Monthly Archives: January 2020

Dr. Irina Erman’s article “Nation and Vampiric Narration” appears in The Russian Review

Congratulations to Dr. Irina Erman on her new article in the top tier Russian Studies journal The Russian Review, Nation and Vampiric Narration in Aleksey Tolstoy’s “The Family of the Vourdalak”! The article is accessible online here

Dr. Erman’s summary of the article: “In this article, I examine the narrative and intertextual complexity of A. K. Tolstoy’s “The Family of the Vourdalak,” while taking note of Tolstoy’s extensive historical references and thus situating Tolstoy’s vampire story in its literary and historical context. I argue that Tolstoy’s emphatic historical references point to the story’s central focus on Russia’s relationship with Western Europe and the concomitant Russian anxieties about national identity and literary imitation.

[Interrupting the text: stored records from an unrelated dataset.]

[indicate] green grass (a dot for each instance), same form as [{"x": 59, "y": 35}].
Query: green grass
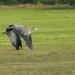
[{"x": 54, "y": 43}]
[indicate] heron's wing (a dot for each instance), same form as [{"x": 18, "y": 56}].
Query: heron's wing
[
  {"x": 29, "y": 42},
  {"x": 15, "y": 39},
  {"x": 25, "y": 34}
]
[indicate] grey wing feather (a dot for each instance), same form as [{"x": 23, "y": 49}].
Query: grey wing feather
[
  {"x": 15, "y": 39},
  {"x": 26, "y": 35}
]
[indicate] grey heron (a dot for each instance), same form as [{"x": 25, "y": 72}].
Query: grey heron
[{"x": 16, "y": 31}]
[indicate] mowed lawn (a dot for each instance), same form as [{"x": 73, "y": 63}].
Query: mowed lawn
[{"x": 54, "y": 43}]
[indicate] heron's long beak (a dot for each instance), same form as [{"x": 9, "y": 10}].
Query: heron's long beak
[{"x": 4, "y": 32}]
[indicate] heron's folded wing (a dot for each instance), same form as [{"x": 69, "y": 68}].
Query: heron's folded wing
[
  {"x": 15, "y": 39},
  {"x": 26, "y": 35}
]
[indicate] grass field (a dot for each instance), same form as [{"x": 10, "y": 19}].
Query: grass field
[{"x": 54, "y": 43}]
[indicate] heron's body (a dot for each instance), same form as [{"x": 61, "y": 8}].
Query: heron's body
[{"x": 16, "y": 31}]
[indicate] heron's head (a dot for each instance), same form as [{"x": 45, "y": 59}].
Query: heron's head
[{"x": 33, "y": 28}]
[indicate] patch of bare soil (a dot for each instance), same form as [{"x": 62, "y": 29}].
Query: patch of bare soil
[{"x": 37, "y": 6}]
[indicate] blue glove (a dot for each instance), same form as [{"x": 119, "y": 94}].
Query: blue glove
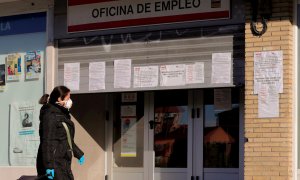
[
  {"x": 50, "y": 173},
  {"x": 81, "y": 160}
]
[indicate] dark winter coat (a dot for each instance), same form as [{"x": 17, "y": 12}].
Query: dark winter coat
[{"x": 54, "y": 151}]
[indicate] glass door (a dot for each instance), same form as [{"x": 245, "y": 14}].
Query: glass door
[
  {"x": 129, "y": 137},
  {"x": 169, "y": 134},
  {"x": 221, "y": 134},
  {"x": 176, "y": 135}
]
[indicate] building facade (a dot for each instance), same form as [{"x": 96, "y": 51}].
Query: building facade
[{"x": 163, "y": 89}]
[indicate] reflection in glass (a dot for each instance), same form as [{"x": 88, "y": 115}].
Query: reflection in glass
[
  {"x": 170, "y": 132},
  {"x": 221, "y": 137},
  {"x": 170, "y": 136},
  {"x": 128, "y": 135}
]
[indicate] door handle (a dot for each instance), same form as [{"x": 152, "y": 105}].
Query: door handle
[{"x": 152, "y": 123}]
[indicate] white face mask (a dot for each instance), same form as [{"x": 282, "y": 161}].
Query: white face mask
[{"x": 68, "y": 104}]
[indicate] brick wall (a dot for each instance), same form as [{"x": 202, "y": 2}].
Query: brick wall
[{"x": 268, "y": 152}]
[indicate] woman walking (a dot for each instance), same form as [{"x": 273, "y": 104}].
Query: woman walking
[{"x": 57, "y": 136}]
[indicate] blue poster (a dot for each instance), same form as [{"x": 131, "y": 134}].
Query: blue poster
[{"x": 22, "y": 24}]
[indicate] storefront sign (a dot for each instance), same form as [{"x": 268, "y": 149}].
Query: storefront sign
[
  {"x": 21, "y": 24},
  {"x": 86, "y": 15}
]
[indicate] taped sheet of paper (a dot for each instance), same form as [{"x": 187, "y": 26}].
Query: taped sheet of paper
[
  {"x": 145, "y": 76},
  {"x": 172, "y": 75},
  {"x": 122, "y": 73},
  {"x": 195, "y": 73},
  {"x": 221, "y": 68},
  {"x": 268, "y": 70},
  {"x": 72, "y": 76},
  {"x": 96, "y": 76}
]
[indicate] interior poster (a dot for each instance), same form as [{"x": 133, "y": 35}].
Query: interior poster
[
  {"x": 33, "y": 65},
  {"x": 268, "y": 70},
  {"x": 13, "y": 67},
  {"x": 24, "y": 134},
  {"x": 2, "y": 77}
]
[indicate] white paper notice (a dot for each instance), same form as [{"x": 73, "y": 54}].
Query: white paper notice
[
  {"x": 145, "y": 76},
  {"x": 172, "y": 75},
  {"x": 268, "y": 102},
  {"x": 268, "y": 70},
  {"x": 194, "y": 73},
  {"x": 221, "y": 68},
  {"x": 72, "y": 76},
  {"x": 128, "y": 111},
  {"x": 222, "y": 99},
  {"x": 96, "y": 76},
  {"x": 122, "y": 73}
]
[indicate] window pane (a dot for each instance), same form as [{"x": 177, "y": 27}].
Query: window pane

By putting forward the concept of vampiric narration to explain Tolstoy’s mode of undermining his West European narrator’s control, this article demonstrates the way this story comments on, and ultimately subverts, the discourse about imitation and influence that infiltrated Russian letters from West European constructs about its East. Ultimately, Tolstoy’s “The Family of the Vourdalak” offers a meditation on the power of parody and creative appropriation that anticipates important literary‐philosophical concepts that emerge in Russia in the second half of the nineteenth century.”